President Donald Trump welcomes visiting Hungarian Prime Minister Viktor Orban to the White House in Washington, Monday, May 13, 2019. AP Photo/Manuel Balce Ceneta
For indispensable reporting on the coronavirus crisis and more, subscribe to Mother Jones’ newsletters.On Monday, Hungary’s parliament awarded its nationalist prime minister, Viktor Orban, the power to rule by decree until his government decides the coronavirus crisis has passed. The move effectively eliminates any democratic opposition, and critics have already assailed it as an authoritarian power grab. Orban doesn’t have many friends in Europe—he is staunchly anti–European Union and has condemned the concept of open European borders, claiming “mixing cultures will not lead to a higher quality of life, but a lower one”—but he has found one in Donald Trump.
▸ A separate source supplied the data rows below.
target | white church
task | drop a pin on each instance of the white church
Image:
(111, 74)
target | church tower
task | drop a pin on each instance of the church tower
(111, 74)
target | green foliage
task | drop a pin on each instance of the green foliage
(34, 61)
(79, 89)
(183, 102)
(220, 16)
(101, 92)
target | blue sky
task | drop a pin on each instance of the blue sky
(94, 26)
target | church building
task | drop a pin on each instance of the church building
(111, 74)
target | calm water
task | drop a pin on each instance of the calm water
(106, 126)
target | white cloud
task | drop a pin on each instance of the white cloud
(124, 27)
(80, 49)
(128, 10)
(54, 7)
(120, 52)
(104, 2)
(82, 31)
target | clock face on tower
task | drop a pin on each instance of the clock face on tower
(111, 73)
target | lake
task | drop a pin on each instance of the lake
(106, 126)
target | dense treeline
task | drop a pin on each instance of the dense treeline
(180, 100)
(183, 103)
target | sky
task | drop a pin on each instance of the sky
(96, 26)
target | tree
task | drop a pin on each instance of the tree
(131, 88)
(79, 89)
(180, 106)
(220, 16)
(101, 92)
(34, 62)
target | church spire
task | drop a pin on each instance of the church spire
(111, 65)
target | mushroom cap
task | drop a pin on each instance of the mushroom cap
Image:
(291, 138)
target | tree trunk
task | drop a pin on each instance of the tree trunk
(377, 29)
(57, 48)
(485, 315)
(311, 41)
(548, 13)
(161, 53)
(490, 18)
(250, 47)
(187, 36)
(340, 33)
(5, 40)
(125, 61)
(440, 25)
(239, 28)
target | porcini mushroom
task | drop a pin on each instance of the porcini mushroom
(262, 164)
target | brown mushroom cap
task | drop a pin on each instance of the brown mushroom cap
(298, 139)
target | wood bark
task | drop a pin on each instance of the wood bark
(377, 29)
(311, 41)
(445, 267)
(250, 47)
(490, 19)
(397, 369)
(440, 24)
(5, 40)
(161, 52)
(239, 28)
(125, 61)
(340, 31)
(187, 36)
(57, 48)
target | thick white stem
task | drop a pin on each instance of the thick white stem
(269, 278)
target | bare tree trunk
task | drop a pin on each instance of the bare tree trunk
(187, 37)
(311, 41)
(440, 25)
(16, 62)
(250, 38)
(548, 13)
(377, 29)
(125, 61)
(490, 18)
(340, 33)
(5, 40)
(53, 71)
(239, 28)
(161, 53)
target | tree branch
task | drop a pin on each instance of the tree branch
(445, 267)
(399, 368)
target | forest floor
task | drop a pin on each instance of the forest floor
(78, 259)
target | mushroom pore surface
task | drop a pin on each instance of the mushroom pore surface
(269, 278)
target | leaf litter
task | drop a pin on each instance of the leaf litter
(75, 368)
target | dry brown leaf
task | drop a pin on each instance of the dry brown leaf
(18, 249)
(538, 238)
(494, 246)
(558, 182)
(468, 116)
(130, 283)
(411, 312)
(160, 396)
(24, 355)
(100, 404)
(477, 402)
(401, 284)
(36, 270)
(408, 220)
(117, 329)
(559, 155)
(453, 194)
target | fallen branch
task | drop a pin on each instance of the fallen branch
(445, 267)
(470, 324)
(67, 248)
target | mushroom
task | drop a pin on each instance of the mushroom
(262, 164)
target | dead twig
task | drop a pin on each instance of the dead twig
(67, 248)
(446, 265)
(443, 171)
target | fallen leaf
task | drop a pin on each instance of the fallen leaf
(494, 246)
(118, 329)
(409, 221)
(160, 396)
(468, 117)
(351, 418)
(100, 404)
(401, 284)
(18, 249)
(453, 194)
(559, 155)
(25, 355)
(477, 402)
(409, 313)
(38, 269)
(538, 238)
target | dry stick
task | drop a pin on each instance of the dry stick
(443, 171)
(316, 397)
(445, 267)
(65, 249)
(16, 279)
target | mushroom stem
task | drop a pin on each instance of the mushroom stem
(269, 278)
Trump met with Orban last spring, over the objections of his then–national security adviser, John Bolton. He praised Orban and drew comparisons between himself and the Hungarian.
“You’re respected all over Europe. Probably, like me, a little bit controversial, but that’s OK,” Trump told his guest. “You’ve done a good job and you’ve kept your country safe.”
At the time, a group of US Congress members objected to the meeting, expressing “deep concern about Orbán’s crackdown on democracy, increased Russian and Chinese influence, and use of anti-Semitic and xenophobic language.”
Orban, who has cultivated close ties with Russian President Vladimir Putin, is known as one of Europe’s fiercest critics of Ukraine, which borders Hungary to the east. According to testimony last fall during the buildup to the impeachment trial, Trump aides were concerned about Orban trying to influence the president against Ukraine’s newly elected president, Volodymyr Zelensky. Several witnesses testified that they believed Orban was responsible for Trump’s belief that Ukraine was corrupt and set against him.
The new law gives Orban wide-ranging emergency powers and the ability to prosecute people who he says are spreading misinformation about the pandemic. It also suspends elections and referendums. There is no expiration date on the emergency powers.
Kim Lane Scheppele, a Hungary expert at Princeton University, told NPR that Orban is leading the way among likeminded world leaders in using the virus to push for more power:
“Bolsanaro in Brazil, Kaczynski in Poland…Trump in the United States, all of them have thought about using emergency powers. But no one has yet gone as far as Orban to really shut down democracy as anybody knew it in Hungary before.”